I am trying to port a python script that use scrypt to generate a password.
import pylibscrypt
scrypt = pylibscrypt.scrypt
password = 'test123'.encode("utf_16_be", "replace")
salt = '384eaed91035763e'.decode('hex')
key = scrypt(password, salt, 16384, 8, 1, 32)
print (key.encode('hex'))
Result should be: 9f2117416c7b2de9419a81c4625a28e40c16ac92aaa3000bb2c35844b3839eb1
In C, I use libsodium crypto_pwhash_scryptsalsa208sha256_ll() function.
If I try to pass the password from that variable:
const uint8_t password[] = "test123";
I am not getting the same key. I tried to remove ".encode("utf_16_be", "replace")" from the python script and then I get the same result.
So how can I convert my C variable to be the same as the python variable?
EDIT: The original software is in Java and seems to encode strings as UTF-16 big endian. Now I need to encode a C string to the same format.

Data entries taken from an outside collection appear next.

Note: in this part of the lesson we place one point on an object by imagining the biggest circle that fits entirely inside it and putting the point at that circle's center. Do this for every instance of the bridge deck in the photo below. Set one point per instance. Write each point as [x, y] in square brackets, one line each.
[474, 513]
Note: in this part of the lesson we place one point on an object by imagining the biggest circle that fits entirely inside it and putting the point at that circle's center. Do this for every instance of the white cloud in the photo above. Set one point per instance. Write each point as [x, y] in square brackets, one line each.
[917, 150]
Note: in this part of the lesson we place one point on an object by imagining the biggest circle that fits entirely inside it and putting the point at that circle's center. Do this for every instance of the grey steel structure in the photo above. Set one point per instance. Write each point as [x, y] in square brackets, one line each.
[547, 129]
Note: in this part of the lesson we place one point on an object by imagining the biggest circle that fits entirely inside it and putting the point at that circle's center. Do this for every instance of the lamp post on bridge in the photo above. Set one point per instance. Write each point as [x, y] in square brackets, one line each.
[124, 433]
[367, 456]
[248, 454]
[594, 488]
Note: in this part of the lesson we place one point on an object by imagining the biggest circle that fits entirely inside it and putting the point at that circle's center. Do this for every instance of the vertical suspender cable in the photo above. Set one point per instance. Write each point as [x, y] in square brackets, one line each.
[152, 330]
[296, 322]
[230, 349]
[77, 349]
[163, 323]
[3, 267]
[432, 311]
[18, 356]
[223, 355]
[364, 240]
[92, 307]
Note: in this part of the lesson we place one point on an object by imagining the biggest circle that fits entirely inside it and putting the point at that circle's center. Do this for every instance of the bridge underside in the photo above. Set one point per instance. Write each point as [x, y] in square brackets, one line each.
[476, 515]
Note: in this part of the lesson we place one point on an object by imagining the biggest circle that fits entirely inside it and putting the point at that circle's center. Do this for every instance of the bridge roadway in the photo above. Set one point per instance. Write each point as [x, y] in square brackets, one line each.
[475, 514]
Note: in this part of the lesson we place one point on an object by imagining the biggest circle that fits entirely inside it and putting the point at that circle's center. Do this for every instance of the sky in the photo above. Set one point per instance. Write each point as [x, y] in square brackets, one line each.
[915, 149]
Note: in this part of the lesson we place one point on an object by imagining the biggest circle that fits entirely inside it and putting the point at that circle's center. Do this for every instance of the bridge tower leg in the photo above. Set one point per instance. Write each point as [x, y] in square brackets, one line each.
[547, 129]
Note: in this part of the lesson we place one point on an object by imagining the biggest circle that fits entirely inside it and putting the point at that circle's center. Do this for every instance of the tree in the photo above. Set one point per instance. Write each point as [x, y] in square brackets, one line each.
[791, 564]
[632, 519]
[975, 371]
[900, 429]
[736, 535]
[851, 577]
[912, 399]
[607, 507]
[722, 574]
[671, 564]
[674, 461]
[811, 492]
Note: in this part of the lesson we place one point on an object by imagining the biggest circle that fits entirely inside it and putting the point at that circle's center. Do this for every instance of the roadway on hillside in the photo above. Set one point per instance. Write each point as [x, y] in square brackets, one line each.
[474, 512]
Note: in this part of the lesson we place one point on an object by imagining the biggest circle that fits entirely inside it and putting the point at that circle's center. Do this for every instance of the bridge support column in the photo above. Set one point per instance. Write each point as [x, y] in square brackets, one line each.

I found a solution inspired from: Create UTF-16 string from char*
size_t uint8_t_UTF_16(uint8_t *input, uint8_t *output, size_t inlen) {
size_t outlen = 0.0;
for (size_t i = 0; i < inlen; i++) {
if (isascii(input[i])) {
output[i] = 0;
output[i + 1] = input[i / 2];
i++;
outlen += 2;
} else {
output[i] = input[i];
outlen += 0.5;
}
}
return outlen;
}
It does work but I'm not sure that this solution is safe.